Tekmira Pharmaceuticals Corporation (“Tekmira”) completed a merger of equals with OnCore Biopharma, Inc. (“OnCore”) whereby OnCore merged with a wholly-owned subsidiary of Tekmira. As a result of the merger, stockholders of OnCore hold approximately fifty per cent (50%) of the total number of outstanding shares of capital stock of Tekmira. The implied market value of the combined company, based on the closing price of Tekmira common shares on the NASDAQ Global Market on January 9, 2015, was approximately USD$750 million and at time of closing USD$964 million.

The merger of Tekmira, a leading developer of RNA interference therapeutics, and OnCore, a biopharmaceutical company dedicated to discovering, developing and commercializing an all-oral cure for patients suffering from chronic hepatitis B virus (HBV) infection, will create a new leading global HBV company focused on developing a curative regimen for hepatitis B patients by combining multiple therapeutic approaches.

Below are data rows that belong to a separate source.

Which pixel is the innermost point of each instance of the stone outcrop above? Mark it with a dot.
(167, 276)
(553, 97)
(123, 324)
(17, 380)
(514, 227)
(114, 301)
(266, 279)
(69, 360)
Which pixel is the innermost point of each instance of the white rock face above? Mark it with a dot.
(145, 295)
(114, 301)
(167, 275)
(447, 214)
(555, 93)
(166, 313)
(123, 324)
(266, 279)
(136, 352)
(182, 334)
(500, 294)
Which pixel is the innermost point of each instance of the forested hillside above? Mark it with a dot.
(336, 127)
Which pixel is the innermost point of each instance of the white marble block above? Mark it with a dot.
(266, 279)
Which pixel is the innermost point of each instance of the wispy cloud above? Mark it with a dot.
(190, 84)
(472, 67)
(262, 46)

Tekmira was represented by Farris, Vaughan, Wills & Murphy LLP, with a team led by Hector Mackay-Dunn, QC, and including Ronald Murray, Peter Roth, Denise Nawata, Melissa Mitchell and Allan McGavin (corporate and securities); Ronald Chin (life science transactions); David Selley (competition and Investment Canada); Marylee Davies (employment); Teresa Tomchak (securities regulatory) and Thom Ciz (tax); and by US counsel Dorsey & Whitney LLP, with a team led by Dan Miller and including Parker Schweich, Jason Wisniewski and Kyle Leingang (corporate and securities); John Hollirnake and John Chase (tax); Michael Lindsay (anti-trust); Michael Voves (employee benefits); and Jessica Linehan (employment).

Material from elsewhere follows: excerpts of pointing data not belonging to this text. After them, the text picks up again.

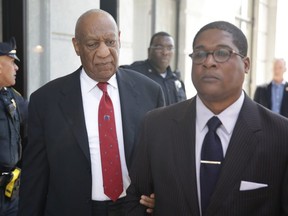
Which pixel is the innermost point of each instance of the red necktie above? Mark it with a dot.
(110, 157)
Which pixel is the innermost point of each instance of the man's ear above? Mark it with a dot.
(76, 45)
(246, 61)
(119, 41)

OnCore was represented by Cooley LLP, with a team led by Frank Rahmani, and including Div Gupta, Brian Leaf, Alison Haggerty, Mark Ballantyne and Bobby Pratt (corporate and securities); Jennifer Fonner Fitchen and Anne Lieberman (M&A); Marya Postner and Jennifer Raab (life sciences transactions and partnering); Ivor Elrifi (intellectual property); Mark Windfeld-Hansen, Mark Hrenya and Jeremy Naylor (tax); Renee Deming (compensation and benefits); and Francis Fryscak (antitrust matters); and by Canadian counsel Lawson Lundell LLP, with a team led by Valerie Mann and including Stuart Breen and Aaron Lightman (M&A, corporate and securities, foreign investment). Roivant Sciences Ltd., the largest stockholder of OnCore, was represented by White & Case LLP, with a team that included Sang Ji and Chang-Do Gong (M&A) and Stephanie Gentile (tax).